Noting that CBS is “freed of the burden of having to consider a merger with CBS … CEO Leslie Moonves buys AMC’s stable of quality networks on the cheap — shares have fallen more than 33% over the past 12 months. CBS’s Showtime Now streaming service also would benefit from an additional pipeline for movies and episodic series,” writes Lazaroff, the senior political writer for The Street, and Grover, the former Reuters and BusinessWeek Los Angeles Bureau Chief, who chimes in with Lazaroff as a guest pundit.
“Having CBS as an owner would take some of the heat off of AMC’s creative types, weighted down in recent quarters by Wall Street’s rather unfair demand that it quickly generate a super-duper blockbuster show to fill the place of The Walking Dead when it eventually dies,” they note.
If that’s not enough of a big deal for you, try this one on for size:
The Walt Disney Co. could acquire the outstanding shares in Major League Baseball (MLB) Advanced Media spinoff BAMTech, and then spin off ESPN.
Disney presently owns one-third of BAMTech, and “as subscriber levels and profit margins continue to fall at ESPN … the newly independent ESPN is then able to secure even wider distribution while its ownership of BAMTech allows it to participate in the launch of new streaming services the world over,” Lazaroff and Grover write.
On Nov. 4, after an exhaustive internal investigation by dozens of Nielsen staffers that began nearly a week earlier, Nielsen affirmed that its November 2016 Cable Network Coverage Area Universe Estimates were accurate as originally released.
This affirmed steep drops in UEs for ESPN, which responded in a statement that said, “This most recent snapshot from Nielsen is a historic anomaly for the industry and inconsistent with much more moderated trends observed by other respected third party analysts.
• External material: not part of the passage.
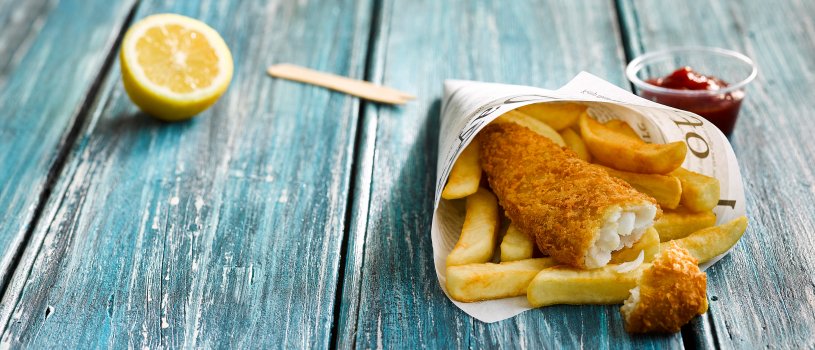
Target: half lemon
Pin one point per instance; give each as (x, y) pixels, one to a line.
(174, 67)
It also does not measure DMVPDs and other new distributors and we hope to work with Nielsen to capture this growing market in future reports.”
November UEs showed ESPN losing 621,000 homes, ESPN2 shedding 607,000 homes and ESPNU minus 674,000 homes, sports journalist Ken Fang reported at AwfulAnnouncing.com.
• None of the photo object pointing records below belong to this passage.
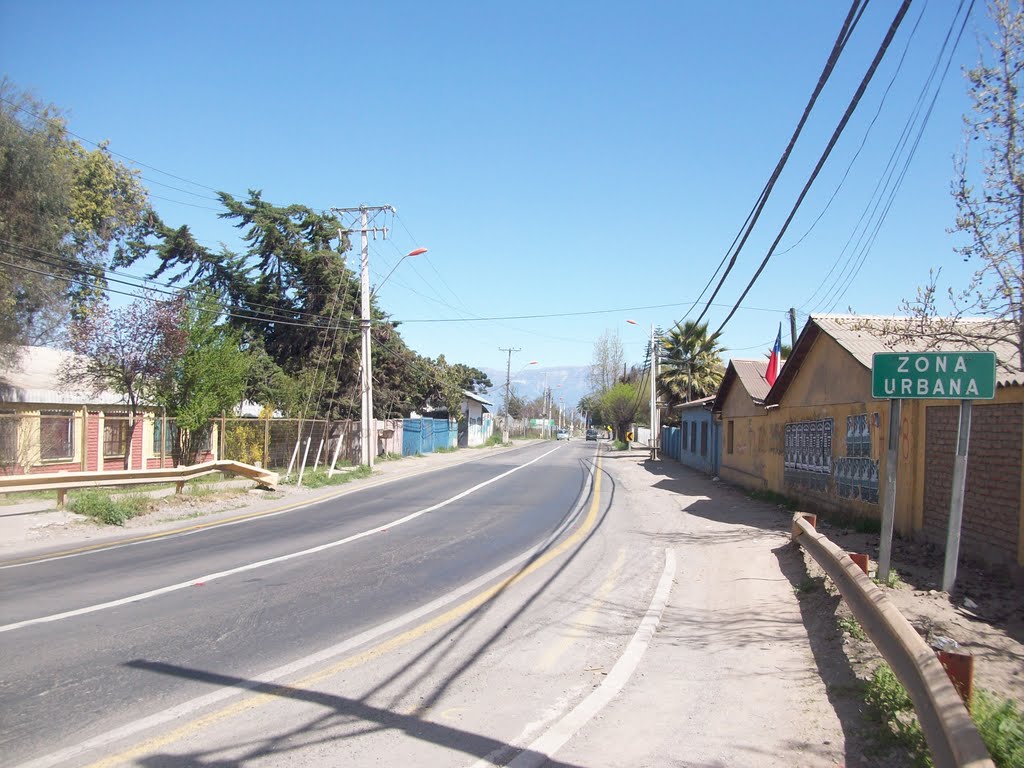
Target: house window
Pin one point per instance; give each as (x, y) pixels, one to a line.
(115, 436)
(8, 438)
(170, 439)
(56, 436)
“I’m not going to question Nielsen, per se, but that number of losses in one month in Q4 is a bizarre aberration,” Leichtman said in an interview with RBR + TVBR. “It is out of context.”
- Viacom sheds a minority interest in the struggling Paramount Pictures. Noting that newly installed permanent CEO Bob Bakish‘s “enthusiasm and eye for talent may not be enough to offset weak revenue growth at the company’s cable TV networks amid the pressure of having to finance $11.9 billion in debt,” Viacom could offer up to bidders a 49% stake in Paramount. This would “generate some much-needed cash and re-energize its flagging movie business,” the pair write.
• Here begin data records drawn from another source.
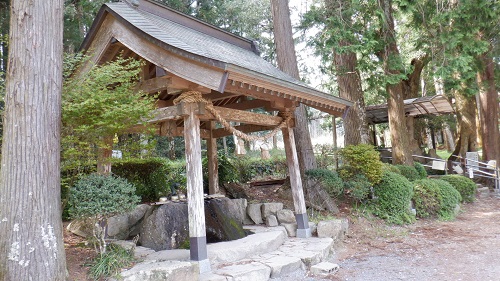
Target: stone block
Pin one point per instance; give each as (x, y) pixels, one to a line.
(291, 229)
(285, 216)
(255, 213)
(335, 229)
(271, 221)
(324, 268)
(271, 209)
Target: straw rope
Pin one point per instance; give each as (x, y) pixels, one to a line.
(196, 97)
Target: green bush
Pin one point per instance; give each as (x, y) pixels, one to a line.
(109, 264)
(329, 180)
(420, 170)
(465, 186)
(226, 170)
(408, 172)
(450, 198)
(426, 197)
(361, 159)
(393, 199)
(152, 177)
(358, 188)
(98, 197)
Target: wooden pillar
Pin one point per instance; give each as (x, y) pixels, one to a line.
(194, 175)
(303, 230)
(213, 163)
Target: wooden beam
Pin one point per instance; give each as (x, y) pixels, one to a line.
(222, 132)
(303, 230)
(154, 85)
(213, 173)
(194, 182)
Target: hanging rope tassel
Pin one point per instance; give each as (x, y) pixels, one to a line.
(196, 97)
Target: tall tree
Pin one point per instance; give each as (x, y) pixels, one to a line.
(30, 208)
(401, 153)
(287, 62)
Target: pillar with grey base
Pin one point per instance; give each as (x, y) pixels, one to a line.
(194, 177)
(303, 230)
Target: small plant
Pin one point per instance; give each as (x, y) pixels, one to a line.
(408, 172)
(393, 199)
(450, 198)
(426, 198)
(420, 170)
(329, 180)
(110, 263)
(98, 197)
(361, 159)
(465, 186)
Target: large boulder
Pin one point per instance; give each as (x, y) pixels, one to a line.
(166, 228)
(224, 220)
(128, 225)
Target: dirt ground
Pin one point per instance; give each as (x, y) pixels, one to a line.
(464, 249)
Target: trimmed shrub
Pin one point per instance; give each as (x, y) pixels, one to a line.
(465, 186)
(358, 188)
(450, 198)
(329, 180)
(420, 170)
(361, 159)
(408, 172)
(426, 198)
(153, 177)
(393, 199)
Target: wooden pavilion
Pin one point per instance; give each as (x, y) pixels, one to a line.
(205, 76)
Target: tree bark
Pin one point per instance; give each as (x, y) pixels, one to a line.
(30, 200)
(401, 152)
(466, 116)
(488, 100)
- Sirius XM and Pandora get a deal done. RBR + TVBR reminds readers that it was CNBC reporter and analyst David Faber who sent the renewed deal discussions into orbit in early December. While these discussions might be in the first inning, they seem to be serious.
- Federal rules could allow content exclusivity. Lazaroff and Grover believe it could happen: What if media companies aren’t required to make their networks available for all pay-TV operators? What if the only way to watch debut episodes of The Walking Dead is at CBS All Access? What if certain shows on TBS are only available on DirecTV Now?
The latter scenario doesn’t seem as likely as the pair’s other suggestions.
But, they note, “When making predictions, it’s generally safe to say the future is uncertain and change is coming. But for the U.S. media industry now, that assessment may be an understatement.”